The tricks of artificial intelligence to pay less on your income statement

Artificial intelligence also lends a hand to save in the income campaign.

Oliver Thansan
Oliver Thansan
13 April 2023 Thursday 22:26
6 Reads
The tricks of artificial intelligence to pay less on your income statement

Artificial intelligence also lends a hand to save in the income campaign. ChatGPT, one of the most widespread alternatives today, offers several tips to reduce the tax bill when paying personal income tax if you ask about it.

These are generic, basic tips, which lack a certain detail and in some cases an update. Following them "can be useful in different situations, depending on your fiscal and personal profile," the tool replies.

One of the first pieces of advice that ChatGPT gives is to "take advantage of tax deductions". "There are different types of deductions that allow you to reduce the tax base and, therefore, pay less tax." It is usually one of the most common tips when dealing with the statement. "Review in detail all the tax deductions that may apply to you and make sure to include them in your statement," it is insisted.

Specifically, it cites those of habitual residence, for investments in newly created companies or for donations to NGOs, among others. One could also mention those that are allowed for work to improve energy efficiency in homes, one of the most recent developments.

Following the thread of the above, artificial intelligence recommends "knowing the regional deductions". "In addition to the state tax deductions, there are also regional deductions that vary depending on the region in which you reside. It is important that you know the regional deductions that apply in your autonomous community."

In this case the range is very wide. There are regional deductions for investment in housing, rent, the rise in inflation, the purchase of electric cars, bicycles, for adoption, for school expenses...

To try to save something more, another of the recommendations is to "make the income statement jointly". "If you are married or living with your partner and you both have income, it may be more beneficial to file the income statement jointly. In this way, you will be able to apply tax deductions that you could not use if you file the statement individually."

In this case you have to take the advice more carefully. The advisers recommend the joint for marriages if both have income only in the case that one enters very little. Also with those under the age of 25 living together and who earn less than 8,000 euros per year and in cases in which it is interesting to compensate losses and gains from various operations.

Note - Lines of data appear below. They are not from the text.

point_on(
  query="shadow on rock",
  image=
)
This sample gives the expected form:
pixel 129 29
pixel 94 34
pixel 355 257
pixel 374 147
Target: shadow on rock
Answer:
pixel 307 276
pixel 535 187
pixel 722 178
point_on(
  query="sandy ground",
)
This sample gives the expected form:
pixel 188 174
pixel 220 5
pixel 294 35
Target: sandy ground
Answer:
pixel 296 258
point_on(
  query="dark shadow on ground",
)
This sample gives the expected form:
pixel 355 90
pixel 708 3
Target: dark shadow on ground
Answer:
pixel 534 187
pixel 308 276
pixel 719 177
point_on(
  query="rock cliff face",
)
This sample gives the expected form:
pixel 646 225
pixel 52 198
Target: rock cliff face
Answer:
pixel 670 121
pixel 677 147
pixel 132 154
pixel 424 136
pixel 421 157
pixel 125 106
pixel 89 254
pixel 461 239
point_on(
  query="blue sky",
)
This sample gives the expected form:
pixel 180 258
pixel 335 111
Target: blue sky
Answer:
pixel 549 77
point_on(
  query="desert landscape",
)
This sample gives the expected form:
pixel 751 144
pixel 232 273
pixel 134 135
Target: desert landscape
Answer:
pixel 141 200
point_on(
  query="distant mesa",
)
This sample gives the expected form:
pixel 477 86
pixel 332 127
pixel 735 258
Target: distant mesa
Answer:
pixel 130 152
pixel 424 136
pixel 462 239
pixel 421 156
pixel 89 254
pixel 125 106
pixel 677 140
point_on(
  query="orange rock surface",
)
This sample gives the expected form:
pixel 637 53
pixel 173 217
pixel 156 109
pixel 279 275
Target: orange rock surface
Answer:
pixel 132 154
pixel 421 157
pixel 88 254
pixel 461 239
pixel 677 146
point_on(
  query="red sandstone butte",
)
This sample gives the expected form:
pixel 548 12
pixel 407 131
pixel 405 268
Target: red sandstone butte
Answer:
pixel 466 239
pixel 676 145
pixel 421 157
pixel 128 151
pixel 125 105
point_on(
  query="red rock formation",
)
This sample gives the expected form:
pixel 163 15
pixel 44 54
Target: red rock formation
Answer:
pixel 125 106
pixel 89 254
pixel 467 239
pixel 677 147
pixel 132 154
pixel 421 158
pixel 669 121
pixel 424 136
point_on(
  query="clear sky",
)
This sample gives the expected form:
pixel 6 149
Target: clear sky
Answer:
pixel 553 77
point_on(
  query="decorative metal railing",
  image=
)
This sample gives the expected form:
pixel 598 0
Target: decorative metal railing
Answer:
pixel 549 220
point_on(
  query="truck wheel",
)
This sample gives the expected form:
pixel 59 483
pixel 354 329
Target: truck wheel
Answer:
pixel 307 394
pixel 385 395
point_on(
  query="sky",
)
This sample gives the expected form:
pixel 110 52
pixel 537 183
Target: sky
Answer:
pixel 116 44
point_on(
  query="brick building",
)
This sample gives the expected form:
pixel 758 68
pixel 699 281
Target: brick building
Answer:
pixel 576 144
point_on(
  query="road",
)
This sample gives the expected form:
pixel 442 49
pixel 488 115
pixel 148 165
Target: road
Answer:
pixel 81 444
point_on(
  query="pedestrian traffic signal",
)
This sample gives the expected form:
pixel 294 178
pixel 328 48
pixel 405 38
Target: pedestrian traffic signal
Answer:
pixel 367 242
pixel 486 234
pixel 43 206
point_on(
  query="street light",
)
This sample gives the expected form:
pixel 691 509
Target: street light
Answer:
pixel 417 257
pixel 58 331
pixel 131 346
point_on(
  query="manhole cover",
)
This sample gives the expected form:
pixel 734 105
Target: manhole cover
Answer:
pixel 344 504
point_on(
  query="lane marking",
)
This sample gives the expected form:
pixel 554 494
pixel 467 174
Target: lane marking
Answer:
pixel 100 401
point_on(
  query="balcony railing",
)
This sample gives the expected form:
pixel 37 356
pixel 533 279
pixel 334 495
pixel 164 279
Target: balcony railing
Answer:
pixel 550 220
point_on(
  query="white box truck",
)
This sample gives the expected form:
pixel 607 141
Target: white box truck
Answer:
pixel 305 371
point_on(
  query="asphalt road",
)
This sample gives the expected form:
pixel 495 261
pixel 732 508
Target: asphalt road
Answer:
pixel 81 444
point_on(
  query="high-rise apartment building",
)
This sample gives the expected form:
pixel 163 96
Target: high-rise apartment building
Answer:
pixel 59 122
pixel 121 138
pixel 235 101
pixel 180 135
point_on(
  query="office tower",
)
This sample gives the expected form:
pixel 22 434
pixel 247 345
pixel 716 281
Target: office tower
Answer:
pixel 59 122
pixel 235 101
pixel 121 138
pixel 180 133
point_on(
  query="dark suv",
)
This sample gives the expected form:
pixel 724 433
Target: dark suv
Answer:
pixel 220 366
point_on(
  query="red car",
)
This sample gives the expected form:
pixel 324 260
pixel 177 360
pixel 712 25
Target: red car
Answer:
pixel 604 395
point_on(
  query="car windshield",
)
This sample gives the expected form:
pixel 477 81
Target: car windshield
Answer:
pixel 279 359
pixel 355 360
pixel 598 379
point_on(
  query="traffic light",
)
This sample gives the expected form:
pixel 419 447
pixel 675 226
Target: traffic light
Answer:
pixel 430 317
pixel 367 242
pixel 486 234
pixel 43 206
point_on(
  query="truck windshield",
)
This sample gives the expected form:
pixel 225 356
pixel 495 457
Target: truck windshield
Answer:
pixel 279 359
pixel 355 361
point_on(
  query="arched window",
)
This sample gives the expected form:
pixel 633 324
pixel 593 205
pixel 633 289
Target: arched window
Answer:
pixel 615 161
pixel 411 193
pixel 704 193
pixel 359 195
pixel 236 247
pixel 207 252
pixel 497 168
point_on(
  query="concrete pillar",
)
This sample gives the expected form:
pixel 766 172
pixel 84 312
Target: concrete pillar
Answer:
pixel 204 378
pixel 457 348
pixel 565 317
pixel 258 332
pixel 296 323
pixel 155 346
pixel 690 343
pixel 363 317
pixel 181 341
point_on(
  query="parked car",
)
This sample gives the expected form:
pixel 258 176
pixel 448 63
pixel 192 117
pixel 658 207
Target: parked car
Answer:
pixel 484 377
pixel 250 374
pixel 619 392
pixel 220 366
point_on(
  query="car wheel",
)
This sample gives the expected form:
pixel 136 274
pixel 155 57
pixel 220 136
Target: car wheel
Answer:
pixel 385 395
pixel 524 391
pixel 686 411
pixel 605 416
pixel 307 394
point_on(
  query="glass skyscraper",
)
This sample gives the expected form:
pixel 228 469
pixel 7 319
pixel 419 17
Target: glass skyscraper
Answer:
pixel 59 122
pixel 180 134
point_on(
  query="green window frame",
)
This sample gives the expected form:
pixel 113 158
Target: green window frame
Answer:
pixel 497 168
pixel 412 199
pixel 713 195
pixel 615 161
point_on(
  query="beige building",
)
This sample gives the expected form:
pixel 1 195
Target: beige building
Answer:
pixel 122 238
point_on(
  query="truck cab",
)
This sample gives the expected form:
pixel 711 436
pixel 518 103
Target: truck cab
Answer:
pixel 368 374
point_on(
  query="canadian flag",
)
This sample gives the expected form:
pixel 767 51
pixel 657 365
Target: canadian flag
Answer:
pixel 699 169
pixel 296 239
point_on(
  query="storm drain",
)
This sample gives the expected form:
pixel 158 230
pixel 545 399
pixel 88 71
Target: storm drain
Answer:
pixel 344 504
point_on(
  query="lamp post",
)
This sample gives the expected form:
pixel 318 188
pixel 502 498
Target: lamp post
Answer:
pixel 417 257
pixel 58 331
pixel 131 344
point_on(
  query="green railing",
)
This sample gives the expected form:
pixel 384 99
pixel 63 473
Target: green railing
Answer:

"Consider the possibility of applying the reduction for work income: if you have income from work income, you can apply the reduction for this concept in the tax base. This reduction can reach up to 5,565 euros per year, which will allow you to reduce your bill fiscal".

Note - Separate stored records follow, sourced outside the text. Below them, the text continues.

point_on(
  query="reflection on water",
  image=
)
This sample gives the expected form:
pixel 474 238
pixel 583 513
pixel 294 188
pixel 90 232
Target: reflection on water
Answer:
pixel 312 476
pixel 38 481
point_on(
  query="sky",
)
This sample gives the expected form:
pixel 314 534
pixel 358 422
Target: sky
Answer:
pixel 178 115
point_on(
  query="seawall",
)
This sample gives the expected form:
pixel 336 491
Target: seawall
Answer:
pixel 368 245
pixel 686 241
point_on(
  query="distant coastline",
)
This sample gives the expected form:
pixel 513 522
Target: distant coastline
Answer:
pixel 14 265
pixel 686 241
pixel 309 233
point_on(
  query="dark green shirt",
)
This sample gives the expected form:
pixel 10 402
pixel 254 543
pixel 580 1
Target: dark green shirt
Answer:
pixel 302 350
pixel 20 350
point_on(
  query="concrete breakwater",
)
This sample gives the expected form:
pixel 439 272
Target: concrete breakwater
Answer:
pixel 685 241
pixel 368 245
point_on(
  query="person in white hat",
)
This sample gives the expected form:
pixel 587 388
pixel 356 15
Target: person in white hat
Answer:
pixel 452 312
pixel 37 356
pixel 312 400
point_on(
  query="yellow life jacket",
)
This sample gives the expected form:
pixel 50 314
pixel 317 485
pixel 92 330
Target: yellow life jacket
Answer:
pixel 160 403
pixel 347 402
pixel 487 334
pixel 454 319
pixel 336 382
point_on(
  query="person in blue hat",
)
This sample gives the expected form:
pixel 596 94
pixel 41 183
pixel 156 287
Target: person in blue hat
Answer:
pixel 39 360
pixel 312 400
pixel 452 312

Specifically, the reduction mentioned is applied to net income from work of 13,115 euros or less. Up to 16,825 can also be applied, but a coefficient comes into play that dwarfs the reduction.

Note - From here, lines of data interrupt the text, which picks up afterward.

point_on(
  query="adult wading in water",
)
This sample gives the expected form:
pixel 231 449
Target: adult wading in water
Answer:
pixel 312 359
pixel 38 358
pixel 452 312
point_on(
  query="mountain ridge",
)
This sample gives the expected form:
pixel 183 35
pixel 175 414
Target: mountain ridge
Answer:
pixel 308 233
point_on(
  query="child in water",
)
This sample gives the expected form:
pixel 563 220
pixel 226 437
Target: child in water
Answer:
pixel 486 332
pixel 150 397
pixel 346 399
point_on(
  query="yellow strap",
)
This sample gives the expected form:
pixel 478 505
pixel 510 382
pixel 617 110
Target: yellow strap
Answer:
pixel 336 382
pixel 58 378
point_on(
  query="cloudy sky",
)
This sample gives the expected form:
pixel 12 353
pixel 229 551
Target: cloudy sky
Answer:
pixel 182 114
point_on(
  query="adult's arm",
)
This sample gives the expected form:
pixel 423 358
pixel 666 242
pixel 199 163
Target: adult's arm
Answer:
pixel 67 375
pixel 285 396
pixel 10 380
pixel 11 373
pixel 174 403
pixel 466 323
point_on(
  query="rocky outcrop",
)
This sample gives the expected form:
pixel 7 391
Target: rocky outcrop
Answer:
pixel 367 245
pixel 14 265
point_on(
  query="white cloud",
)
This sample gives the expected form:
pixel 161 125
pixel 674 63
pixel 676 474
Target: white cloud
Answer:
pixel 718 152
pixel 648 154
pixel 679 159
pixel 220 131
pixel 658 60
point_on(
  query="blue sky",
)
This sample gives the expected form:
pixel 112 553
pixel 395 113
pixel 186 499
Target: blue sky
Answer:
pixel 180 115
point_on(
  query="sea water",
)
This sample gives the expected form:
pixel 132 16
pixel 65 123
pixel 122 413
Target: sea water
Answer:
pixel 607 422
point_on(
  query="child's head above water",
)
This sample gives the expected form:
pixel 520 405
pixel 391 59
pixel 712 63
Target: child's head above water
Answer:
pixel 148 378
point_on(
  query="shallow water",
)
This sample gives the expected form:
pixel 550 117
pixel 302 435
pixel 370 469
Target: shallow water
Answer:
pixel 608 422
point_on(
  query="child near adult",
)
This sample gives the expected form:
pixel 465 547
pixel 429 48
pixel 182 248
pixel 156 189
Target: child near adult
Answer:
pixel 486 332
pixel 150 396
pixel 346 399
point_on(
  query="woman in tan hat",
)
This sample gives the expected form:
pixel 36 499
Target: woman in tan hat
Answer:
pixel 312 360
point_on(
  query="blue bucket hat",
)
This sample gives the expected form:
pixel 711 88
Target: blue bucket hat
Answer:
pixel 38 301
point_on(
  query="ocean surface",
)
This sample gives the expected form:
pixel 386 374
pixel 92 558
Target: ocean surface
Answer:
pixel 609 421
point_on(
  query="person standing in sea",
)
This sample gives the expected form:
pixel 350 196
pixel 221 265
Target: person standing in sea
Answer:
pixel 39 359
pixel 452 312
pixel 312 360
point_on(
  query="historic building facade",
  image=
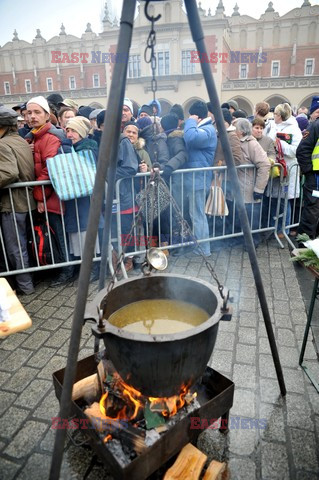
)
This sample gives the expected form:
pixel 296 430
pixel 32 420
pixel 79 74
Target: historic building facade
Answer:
pixel 272 58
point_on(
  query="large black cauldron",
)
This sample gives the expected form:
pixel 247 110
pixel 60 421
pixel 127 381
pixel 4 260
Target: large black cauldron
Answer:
pixel 158 365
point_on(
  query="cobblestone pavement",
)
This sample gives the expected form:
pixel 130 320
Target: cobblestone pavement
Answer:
pixel 286 449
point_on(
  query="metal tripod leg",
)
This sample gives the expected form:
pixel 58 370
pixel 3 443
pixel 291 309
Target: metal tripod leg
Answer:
pixel 106 170
pixel 315 294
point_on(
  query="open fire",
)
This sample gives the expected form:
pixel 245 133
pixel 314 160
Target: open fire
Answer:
pixel 123 402
pixel 133 449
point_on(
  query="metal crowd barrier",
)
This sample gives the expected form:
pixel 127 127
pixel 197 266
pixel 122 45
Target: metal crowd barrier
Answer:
pixel 223 228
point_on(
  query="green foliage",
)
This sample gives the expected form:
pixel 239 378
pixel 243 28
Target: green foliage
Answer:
pixel 308 258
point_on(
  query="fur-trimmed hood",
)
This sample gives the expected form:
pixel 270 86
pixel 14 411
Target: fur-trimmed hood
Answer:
pixel 139 144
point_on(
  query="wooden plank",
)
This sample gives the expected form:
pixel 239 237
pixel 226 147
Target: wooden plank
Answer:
pixel 216 471
pixel 19 319
pixel 188 464
pixel 87 387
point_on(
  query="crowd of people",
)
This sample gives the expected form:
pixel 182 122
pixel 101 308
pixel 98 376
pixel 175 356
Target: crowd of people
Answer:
pixel 177 140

Continuing with the review of the fine print, it is advised to "review the deductions for large families." "If you are part of a large family, you can apply a series of tax deductions in the income statement, such as the deduction for large families, the deduction for dependent ascendants with disabilities or the deduction for childcare expenses."

In the general case, it refers to the deduction of up to 1,200 euros per large family at the state level and to the deductions per large family that apply in regions such as Andalusia, the Canary Islands, Castilla-La Mancha, Castilla y León, Galicia or the Valencian Community. Childcare expenses go through the maternity deduction and regional deductions. On the other assumptions, these are minimums -the part of the income that is not taxed as it is used to satisfy basic personal and family needs- special.

Another tip that is offered, also common, is to offset losses and gains from investments.

"Plan your investments: if you have investments in shares, investment funds or other financial products, try to plan your sale so that it occurs at times when the tax rate is lower. Take into account property losses: if you have had losses in the sale of shares, investment funds or other financial assets, you can compensate them with the profits obtained in other assets.

This will allow you to reduce the taxable base and pay less taxes", it is pointed out. It must be taken into account in any case that not all operations can be offset between them.

The contribution to pension plans was one of the star measures in previous years, since the margin has been gradually reduced. "Contributions to pension plans are deductible in the income statement up to certain limits. Therefore, if you are interested in saving on taxes, you can consider making contributions. Keep in mind that these plans have a series of restrictions, such as age retirement and limiting withdrawals before the expiration date," argues ChatGPT.

The tool operates with information collected up to September 2021. In recent years the deduction has been reduced, from the 8,000 euros deductible in individual plans, the most common, in 2020 to 1,500 in 2022. On the contrary, it has been The contribution in business plans has been increasing up to 8,500 euros.

The last piece of advice is to consult professionals to get the most out of it. "A tax advisor will be able to analyze your personal situation and offer you the best options to reduce your tax bill," she points out.

It will also avoid surprises: "You must always comply with your tax obligations and not engage in practices that could be considered tax fraud," the tool warns.